Wednesday, October 14, 2015

Scottish Clans: The Story Behind the Stewart Clan

Every weekend, Carl MacDougall, will tell the story of one of Scotland's famous Clans. This weekend, we take a look at the Stewarts.


Carl explains the story of the Stewart Clan

The first traceable Stewart ancestor took part in the Norman Invasion of Britain.

One of his descendants became hereditary High Steward of Scotland and took the name of his office as his surname.

In office, the Stewarts were efficient, popular, and prosperous. They held the appointment for about 200 years till the 7th High Steward became king. Their troubles started when they mounted the throne.

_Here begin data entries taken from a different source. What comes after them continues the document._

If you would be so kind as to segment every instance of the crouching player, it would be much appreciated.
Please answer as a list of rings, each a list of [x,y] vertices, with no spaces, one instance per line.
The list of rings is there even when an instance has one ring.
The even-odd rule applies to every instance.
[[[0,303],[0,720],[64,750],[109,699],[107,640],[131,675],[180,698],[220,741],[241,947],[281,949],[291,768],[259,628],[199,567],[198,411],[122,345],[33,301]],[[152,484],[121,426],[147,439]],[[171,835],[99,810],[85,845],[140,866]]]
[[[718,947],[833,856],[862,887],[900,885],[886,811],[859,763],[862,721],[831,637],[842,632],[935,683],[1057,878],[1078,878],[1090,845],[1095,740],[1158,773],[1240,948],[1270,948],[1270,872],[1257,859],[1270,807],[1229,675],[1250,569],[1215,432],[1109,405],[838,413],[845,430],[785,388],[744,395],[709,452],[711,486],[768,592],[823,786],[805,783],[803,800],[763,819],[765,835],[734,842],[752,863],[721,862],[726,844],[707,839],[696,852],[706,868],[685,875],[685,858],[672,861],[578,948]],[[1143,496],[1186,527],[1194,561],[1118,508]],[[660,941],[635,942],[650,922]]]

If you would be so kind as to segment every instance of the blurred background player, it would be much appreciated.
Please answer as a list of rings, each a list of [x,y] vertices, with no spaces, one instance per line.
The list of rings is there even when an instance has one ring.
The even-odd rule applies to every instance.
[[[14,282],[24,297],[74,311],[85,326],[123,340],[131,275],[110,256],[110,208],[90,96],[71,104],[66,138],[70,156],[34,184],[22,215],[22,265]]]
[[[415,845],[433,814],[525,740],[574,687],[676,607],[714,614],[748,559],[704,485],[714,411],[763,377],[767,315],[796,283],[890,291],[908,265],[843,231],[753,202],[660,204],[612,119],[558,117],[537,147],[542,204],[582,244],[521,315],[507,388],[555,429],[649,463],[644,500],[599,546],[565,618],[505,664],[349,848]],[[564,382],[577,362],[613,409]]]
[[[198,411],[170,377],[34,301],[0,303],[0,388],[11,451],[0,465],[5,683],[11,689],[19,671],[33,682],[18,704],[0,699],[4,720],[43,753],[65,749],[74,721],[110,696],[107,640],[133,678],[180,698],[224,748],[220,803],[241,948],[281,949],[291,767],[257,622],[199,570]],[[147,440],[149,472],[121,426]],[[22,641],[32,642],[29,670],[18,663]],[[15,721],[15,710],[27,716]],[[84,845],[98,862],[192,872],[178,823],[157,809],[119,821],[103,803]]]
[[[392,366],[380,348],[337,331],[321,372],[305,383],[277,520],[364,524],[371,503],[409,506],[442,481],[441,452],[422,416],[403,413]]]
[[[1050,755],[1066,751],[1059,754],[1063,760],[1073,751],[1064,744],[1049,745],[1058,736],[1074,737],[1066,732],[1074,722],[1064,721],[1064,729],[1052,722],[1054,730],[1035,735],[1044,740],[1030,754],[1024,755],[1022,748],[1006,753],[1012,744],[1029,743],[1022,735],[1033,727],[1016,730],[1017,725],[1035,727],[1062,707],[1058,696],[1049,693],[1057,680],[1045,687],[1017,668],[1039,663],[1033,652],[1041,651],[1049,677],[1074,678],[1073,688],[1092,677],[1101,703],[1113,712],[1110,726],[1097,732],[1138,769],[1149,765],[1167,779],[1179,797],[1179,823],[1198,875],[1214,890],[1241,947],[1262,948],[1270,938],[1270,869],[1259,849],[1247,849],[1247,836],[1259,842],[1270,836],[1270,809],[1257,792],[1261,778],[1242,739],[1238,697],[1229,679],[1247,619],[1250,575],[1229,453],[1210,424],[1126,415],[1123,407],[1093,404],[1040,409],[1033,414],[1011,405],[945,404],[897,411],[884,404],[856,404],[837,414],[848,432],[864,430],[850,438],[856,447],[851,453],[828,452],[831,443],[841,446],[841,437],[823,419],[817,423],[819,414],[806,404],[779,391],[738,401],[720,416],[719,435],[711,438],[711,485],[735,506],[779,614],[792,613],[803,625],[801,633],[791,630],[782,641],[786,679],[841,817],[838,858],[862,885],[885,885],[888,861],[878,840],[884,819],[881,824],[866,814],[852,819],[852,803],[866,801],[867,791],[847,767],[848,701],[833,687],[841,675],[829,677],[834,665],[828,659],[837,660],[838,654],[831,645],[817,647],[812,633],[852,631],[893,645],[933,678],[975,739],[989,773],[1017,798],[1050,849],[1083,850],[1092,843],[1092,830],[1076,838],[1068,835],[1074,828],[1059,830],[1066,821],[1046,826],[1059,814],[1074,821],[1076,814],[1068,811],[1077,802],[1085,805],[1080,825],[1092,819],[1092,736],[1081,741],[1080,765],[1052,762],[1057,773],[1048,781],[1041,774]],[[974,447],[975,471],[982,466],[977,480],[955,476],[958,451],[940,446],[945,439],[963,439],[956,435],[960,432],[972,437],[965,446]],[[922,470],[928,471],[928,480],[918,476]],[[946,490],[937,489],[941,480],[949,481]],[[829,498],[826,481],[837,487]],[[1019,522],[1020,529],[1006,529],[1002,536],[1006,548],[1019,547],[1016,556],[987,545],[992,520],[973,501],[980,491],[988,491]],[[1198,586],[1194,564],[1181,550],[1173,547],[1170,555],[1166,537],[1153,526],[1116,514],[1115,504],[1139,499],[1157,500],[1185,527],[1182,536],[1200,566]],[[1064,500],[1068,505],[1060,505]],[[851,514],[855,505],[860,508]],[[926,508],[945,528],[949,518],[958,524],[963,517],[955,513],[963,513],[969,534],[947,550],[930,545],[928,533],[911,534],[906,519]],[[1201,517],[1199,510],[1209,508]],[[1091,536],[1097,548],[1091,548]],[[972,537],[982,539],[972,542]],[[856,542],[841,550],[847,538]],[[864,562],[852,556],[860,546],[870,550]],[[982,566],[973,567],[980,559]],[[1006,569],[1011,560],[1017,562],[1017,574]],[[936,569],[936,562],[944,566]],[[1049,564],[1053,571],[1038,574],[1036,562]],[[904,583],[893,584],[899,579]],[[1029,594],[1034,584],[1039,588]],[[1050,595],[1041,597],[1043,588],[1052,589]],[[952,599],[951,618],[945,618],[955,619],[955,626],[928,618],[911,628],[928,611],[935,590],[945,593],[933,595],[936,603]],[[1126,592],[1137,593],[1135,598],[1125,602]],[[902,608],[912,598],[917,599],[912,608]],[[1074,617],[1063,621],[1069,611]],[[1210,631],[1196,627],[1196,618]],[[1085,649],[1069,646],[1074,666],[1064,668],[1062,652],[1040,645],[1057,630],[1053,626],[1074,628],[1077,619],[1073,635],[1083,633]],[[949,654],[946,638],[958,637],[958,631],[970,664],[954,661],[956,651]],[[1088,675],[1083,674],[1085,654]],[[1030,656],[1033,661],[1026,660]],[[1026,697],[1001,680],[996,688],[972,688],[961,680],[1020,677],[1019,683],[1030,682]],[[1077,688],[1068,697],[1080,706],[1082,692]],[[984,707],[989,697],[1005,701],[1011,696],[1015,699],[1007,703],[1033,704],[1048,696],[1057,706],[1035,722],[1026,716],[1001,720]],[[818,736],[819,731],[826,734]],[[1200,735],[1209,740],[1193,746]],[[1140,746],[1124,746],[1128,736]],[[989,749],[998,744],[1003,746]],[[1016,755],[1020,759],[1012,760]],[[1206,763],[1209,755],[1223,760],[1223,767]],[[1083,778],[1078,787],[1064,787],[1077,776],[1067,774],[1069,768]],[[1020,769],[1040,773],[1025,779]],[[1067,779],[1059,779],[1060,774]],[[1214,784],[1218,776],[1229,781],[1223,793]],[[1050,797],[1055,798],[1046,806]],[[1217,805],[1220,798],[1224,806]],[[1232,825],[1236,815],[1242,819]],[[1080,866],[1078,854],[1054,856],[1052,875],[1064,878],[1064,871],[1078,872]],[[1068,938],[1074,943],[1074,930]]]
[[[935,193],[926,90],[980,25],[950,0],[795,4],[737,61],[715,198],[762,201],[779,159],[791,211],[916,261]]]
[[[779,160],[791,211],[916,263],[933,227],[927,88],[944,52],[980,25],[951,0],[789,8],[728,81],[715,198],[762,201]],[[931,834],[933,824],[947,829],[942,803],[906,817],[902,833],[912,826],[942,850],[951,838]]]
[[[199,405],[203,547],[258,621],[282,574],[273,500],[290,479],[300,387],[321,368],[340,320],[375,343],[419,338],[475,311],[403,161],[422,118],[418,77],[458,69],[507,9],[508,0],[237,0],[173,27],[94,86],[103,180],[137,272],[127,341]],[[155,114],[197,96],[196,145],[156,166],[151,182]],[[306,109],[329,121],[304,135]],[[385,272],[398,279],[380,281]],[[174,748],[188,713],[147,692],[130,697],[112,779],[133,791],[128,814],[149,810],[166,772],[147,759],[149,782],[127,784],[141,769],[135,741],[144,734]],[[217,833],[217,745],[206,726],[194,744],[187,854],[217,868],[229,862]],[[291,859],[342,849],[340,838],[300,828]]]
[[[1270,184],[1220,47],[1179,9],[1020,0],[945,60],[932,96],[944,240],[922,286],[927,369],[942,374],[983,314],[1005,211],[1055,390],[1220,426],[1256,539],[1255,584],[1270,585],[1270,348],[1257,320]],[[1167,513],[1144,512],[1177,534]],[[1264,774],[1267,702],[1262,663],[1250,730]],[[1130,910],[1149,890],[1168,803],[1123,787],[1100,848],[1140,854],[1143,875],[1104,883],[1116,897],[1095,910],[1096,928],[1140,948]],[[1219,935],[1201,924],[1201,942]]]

Because of their position, the Stewarts were known as the clan without a chief. More romantically, they were known as the Unlucky House of Stewart. But the Stewarts had countless opportunities to change their luck, and every opportunity was ignored or hampered by their unshakable belief in themselves. No matter what, they knew best.

The Stewarts were on of Europe’s great royal dynasties. They were builders and noted patrons of the arts and sciences. Churches, abbeys and castles were built during their reign.

But their artistic endeavours ran alongside murder, feud, intrigue and rebellion, innumerable burnings of castles, towns and at least one cathedral.

Elgin Cathedral was known as The Lantern of the North. It was the second biggest cathedral in Scotland and a national centre of learning and culture, most of which was destroyed when the library was burned by Alexander Stewart, a belligerent paranoiac formally known Earl of Buchan, better known as the Wolf of Badenoch.

If the Wolf was a villain, his elder brother Robert, Duke of Albany, was even worse. For years Albany was the power behind the throne, but he set his sights on securing the crown and establishing an Albany Stewart dynasty. The king’s sons David and James were first and second in line to the throne. Albany had his nephew David arrested and starved to death in prison.

King Robert III was horrified and sent his second son to France. But the prince was captured by pirates and sold as a hostage to the King of England. King Robert III died in April, 1406 wishing to be buried on a dung heap, having composed his epitaph: Here lies the worst of kings and the most wretched of men.

When his son returned as King James 1, he avenged the murder of his brother and had his Albany Stewart cousins executed.

Edinburgh Castle (pictured) and Stirling Castle were owned by the Stewarts as the royal family

The reign of the early Stewart kings coincided with the rise of MacDonalds as the Lords of the Isles. When the Lordship was destroyed by in-fighting and a power struggle, the Stewart ruthlessness became evident. James IV stripped their enemy of the very title, Lord of the Isles.

Not that the Stewarts were strangers to patronage. The first Scottish marquis was a Stewart, as were Scotland’s first four dukes. And at one time they held 16 earldoms from Galloway to Orkney.

Their line ended with the death of Queen Anne, though her father, King James II of England and Vii of Scotland, continued to claim both thrones to which he had been crowned. His supporters were known as Jacobites and their cause ended when his grandson, Charles Edward Stuart, better known as Bonnie Prince Charlie’s forces were defeated on Culloden Moor in 1745.

The spelling was anglicised following the Union of the Crowns in 1603 and today their red tartan is the most popular of any, a fashion statement wore across the world by those who know little or nothing of it’s past.